• By Emi Kimura, James Grichar, Pete Dotray and Josh McGinty, Texas A&M AgriLife Extension •
Best management practices for peanut production include effective season-long weed management. The four weed management principles in peanut production are:
1. Start clean.
2. Use residual herbicides.
3. Be timely with postemergence applications.
4. Know your weeds.
Early season weed management is most important and should result in easier weed control later in the season. There are five critical herbicide application timings in peanut production. These application timings include preplant burndown, preplant incorporated, preemergence, early postemergence and postemergence. Yield losses are minimized when peanuts are free of weed competition for the first four to six weeks after planting.
The use of PP, PPI and Pre herbicides are critically important for minimizing weed competition during the early season. April is a good time for planning and applying PP and PPI herbicides in your peanut fields while Pre herbicide applications are made at planting. Early post timing is 10 to 20 days after planting, with postemergence 20 to 45 days after planting.
Early emerging weeds, such as Russian thistle and kochia, can be controlled by tillage or use of burndown herbicides. One of the strengths of paraquat is control of Russian thistle, and glyphosate is effective on a broad spectrum of annual and perennial grass and broadleaf weeds.
Preplant incorporated herbicides labeled for peanut include ethalfluralin, pendimethalin and trifluralin. These dinitroaniline herbicides, also known as yellow herbicides, are effective on annual grasses and small-seeded broadleaf weeds such as Palmer amaranth, Russian thistle and kochia. However, these herbicides are ineffective at controlling large-seeded broadleaf weeds such as cocklebur, sunflowers, and both yellow and purple sedges. The use of a Pre herbicide will enhance control of some of these weeds.

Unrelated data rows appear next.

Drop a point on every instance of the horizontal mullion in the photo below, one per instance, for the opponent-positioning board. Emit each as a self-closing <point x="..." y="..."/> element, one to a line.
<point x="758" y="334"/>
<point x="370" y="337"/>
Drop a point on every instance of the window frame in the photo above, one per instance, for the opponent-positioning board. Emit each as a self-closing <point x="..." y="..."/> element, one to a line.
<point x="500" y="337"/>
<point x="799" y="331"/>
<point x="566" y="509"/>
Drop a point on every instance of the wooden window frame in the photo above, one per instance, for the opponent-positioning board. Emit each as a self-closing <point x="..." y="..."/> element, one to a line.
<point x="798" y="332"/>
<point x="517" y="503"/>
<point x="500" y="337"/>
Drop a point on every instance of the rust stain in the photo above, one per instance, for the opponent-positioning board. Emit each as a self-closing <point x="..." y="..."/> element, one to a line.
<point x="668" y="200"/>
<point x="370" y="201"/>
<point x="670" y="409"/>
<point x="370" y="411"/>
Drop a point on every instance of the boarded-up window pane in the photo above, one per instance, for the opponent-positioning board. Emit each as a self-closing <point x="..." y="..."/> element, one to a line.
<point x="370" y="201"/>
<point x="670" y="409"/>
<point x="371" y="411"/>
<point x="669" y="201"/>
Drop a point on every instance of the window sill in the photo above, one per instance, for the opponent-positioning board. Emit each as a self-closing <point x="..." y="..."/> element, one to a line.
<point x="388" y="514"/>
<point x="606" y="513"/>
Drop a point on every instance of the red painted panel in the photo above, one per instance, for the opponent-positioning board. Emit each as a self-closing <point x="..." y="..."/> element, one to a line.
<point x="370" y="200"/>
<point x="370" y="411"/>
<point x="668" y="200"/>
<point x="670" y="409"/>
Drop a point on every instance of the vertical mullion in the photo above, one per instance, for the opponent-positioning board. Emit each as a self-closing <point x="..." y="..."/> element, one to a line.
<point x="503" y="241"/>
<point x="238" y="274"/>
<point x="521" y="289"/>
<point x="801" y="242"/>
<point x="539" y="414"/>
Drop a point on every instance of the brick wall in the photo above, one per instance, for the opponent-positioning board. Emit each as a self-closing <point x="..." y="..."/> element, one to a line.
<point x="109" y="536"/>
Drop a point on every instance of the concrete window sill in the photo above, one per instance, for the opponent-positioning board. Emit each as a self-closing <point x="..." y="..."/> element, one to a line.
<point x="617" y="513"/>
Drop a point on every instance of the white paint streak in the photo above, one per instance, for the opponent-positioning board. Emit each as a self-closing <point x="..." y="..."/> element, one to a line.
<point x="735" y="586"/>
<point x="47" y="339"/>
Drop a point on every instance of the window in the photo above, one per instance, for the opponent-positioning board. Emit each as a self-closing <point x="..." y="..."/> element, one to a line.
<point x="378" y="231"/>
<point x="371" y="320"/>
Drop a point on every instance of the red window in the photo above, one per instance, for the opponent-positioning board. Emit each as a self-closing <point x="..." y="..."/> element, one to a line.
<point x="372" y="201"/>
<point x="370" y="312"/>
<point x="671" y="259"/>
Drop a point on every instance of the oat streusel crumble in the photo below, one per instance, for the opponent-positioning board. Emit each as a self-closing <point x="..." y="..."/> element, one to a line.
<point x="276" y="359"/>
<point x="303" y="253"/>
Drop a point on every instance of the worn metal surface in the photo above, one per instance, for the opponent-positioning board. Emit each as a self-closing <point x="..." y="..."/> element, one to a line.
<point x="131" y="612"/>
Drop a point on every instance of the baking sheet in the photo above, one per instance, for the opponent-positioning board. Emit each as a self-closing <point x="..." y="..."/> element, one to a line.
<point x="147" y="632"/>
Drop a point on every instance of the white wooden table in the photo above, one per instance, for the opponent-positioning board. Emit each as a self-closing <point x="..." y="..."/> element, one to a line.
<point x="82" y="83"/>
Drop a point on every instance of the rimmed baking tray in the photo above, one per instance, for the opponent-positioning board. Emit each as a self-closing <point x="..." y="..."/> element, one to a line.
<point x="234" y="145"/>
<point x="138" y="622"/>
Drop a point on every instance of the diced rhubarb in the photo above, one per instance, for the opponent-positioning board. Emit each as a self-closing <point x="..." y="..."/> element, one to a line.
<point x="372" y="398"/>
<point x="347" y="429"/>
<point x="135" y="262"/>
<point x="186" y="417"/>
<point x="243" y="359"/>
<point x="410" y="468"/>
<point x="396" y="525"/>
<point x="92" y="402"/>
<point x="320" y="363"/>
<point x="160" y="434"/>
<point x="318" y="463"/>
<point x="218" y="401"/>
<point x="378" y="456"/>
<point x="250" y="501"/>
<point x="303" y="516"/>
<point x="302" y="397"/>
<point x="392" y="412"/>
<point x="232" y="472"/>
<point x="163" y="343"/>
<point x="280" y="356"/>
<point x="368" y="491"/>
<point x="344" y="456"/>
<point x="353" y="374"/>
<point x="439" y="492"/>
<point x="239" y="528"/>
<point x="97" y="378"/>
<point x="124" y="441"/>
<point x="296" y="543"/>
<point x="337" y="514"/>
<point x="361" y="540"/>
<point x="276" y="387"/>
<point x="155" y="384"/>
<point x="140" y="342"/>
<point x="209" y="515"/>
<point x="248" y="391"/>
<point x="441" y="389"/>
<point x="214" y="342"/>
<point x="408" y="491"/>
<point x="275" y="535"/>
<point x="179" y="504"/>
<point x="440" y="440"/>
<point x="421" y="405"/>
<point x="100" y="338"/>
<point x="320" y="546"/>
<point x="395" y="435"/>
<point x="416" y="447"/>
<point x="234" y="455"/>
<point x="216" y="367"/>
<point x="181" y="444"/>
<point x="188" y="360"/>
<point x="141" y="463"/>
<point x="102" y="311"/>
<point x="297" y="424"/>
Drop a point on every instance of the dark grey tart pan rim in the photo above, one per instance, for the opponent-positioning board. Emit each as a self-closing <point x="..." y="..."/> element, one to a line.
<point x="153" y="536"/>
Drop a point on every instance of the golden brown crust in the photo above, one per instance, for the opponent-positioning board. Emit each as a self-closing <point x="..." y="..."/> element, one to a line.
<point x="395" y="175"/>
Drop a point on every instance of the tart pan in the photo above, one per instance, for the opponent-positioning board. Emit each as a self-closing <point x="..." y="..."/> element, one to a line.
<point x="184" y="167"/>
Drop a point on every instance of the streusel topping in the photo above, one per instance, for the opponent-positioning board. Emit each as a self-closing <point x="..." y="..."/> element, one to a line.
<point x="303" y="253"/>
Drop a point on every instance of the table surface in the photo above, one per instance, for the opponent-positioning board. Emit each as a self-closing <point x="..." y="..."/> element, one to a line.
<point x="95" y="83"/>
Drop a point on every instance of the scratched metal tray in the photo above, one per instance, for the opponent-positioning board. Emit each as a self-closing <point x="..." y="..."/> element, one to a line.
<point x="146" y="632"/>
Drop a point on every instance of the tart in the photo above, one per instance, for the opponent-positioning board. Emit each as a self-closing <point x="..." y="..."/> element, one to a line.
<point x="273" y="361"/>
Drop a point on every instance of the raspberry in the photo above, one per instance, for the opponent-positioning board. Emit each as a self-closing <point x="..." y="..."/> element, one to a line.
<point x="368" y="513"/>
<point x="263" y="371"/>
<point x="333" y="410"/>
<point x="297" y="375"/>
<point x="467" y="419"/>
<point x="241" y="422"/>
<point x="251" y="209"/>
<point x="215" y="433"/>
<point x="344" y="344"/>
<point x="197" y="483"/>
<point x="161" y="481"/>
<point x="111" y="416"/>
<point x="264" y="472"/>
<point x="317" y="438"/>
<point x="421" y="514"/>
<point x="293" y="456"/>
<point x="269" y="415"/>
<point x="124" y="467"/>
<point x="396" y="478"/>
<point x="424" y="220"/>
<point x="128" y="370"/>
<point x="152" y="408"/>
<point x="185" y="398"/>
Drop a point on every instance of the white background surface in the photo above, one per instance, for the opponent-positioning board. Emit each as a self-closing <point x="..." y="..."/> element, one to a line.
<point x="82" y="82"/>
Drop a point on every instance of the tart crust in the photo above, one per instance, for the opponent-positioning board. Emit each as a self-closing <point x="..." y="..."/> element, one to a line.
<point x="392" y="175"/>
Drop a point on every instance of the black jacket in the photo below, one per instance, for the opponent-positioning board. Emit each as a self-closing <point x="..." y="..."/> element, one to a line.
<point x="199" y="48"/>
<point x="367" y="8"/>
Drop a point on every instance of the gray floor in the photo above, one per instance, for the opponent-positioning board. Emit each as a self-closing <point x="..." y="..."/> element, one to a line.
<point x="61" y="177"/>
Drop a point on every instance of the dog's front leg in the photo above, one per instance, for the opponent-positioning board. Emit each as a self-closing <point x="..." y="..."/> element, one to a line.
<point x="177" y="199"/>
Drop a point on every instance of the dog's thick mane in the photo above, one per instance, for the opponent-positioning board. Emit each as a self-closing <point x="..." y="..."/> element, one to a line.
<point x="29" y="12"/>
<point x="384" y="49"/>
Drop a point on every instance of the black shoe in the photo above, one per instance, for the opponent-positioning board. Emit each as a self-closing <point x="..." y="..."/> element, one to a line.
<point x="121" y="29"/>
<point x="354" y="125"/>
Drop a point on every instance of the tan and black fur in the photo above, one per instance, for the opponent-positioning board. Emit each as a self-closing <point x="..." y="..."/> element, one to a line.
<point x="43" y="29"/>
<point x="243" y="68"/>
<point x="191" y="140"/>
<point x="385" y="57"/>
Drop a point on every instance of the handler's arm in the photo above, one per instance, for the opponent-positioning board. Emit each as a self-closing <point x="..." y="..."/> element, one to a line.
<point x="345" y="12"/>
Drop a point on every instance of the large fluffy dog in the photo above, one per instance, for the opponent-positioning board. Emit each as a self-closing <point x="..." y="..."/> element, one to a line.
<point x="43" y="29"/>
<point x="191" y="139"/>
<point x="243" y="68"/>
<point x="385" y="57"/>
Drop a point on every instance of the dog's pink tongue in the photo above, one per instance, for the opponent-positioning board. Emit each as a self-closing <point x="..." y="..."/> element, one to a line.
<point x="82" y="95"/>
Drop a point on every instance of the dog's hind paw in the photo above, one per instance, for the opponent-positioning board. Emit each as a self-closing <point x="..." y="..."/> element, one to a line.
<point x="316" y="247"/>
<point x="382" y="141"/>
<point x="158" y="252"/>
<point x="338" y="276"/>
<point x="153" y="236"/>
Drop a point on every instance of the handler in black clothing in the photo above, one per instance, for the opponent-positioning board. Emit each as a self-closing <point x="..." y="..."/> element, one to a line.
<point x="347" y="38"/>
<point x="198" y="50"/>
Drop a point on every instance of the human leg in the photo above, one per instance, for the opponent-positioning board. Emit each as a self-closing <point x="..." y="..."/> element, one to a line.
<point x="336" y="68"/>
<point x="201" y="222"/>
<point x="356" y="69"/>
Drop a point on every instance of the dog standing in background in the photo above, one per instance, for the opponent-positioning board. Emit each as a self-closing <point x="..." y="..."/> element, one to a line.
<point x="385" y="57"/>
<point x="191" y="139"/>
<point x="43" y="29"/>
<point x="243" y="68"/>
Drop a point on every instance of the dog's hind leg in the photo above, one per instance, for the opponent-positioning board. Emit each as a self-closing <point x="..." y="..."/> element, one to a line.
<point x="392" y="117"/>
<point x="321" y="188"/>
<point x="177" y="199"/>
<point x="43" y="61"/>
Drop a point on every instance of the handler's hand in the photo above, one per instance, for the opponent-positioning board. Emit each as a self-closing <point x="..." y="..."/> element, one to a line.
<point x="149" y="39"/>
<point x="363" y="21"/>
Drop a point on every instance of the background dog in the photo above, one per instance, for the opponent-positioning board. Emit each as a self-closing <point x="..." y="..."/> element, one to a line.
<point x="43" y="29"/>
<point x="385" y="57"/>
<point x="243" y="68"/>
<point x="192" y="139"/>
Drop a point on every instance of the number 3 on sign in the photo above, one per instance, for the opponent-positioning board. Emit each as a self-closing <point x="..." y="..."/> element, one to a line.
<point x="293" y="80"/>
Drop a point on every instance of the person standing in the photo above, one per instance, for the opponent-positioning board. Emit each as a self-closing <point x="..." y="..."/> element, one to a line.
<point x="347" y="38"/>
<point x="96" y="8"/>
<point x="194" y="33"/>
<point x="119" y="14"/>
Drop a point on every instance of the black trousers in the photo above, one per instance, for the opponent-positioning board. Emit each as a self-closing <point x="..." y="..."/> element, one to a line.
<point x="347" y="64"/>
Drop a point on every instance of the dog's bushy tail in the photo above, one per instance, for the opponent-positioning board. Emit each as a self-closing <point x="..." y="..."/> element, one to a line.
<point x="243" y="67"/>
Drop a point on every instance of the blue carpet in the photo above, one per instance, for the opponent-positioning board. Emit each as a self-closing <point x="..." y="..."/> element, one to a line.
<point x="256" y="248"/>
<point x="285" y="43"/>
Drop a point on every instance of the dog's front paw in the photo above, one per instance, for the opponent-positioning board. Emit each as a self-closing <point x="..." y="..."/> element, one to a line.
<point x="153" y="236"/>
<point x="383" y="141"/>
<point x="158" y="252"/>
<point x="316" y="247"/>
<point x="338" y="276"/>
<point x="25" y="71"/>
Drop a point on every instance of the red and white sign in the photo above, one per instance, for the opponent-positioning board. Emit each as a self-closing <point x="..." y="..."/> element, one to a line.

Read the label carefully for recommendations regarding effective incorporation methods for PPI herbicides. If incorporation is too deep and peanuts are planted too shallow, roots from planted seed will go through the treated soil, which can result in stunting.
The use of a Pre herbicide can be effective in controlling annual broadleaf and sedge weeds. There are several options for Pre herbicides in peanut. They are flumioxazin, S-metolachlor, dimethenamid, acetochlor and imazethapyr.
Pre herbicides must be applied and activated before weed emergence. Additionally, some of the Pre herbicides must be applied prior to peanut emergence to avoid crop injury. Please read labels carefully for incorporation methods (irrigation, mechanical), application rates, application timing, and grazing or feeding restrictions.
Flumioxazin should be applied prior to planting and up to two days after planting but before peanut emergence. It provides four to six weeks of residual activity for controlling Palmar amaranth, golden crownbeard, morningglory species and other weeds. Crop injury can occur if flumioxazin is applied three days after planting. Severe stunting can occur if flumioxazin is applied alone or in combination with S-metolachlor under cold, wet soils or water-logged conditions, and peanuts may not recover during the growing season.
Acetochlor and dimethenamid provide good residual control of grass weeds and small-seeded broadleaf weeds, and can control ALS-resistant Palmer amaranth.
Always Read The Label
It is important to read the label carefully, especially for application rates based on your soil type, feeding restrictions, rain-free periods, rotation restrictions, herbicide groups and other instructions.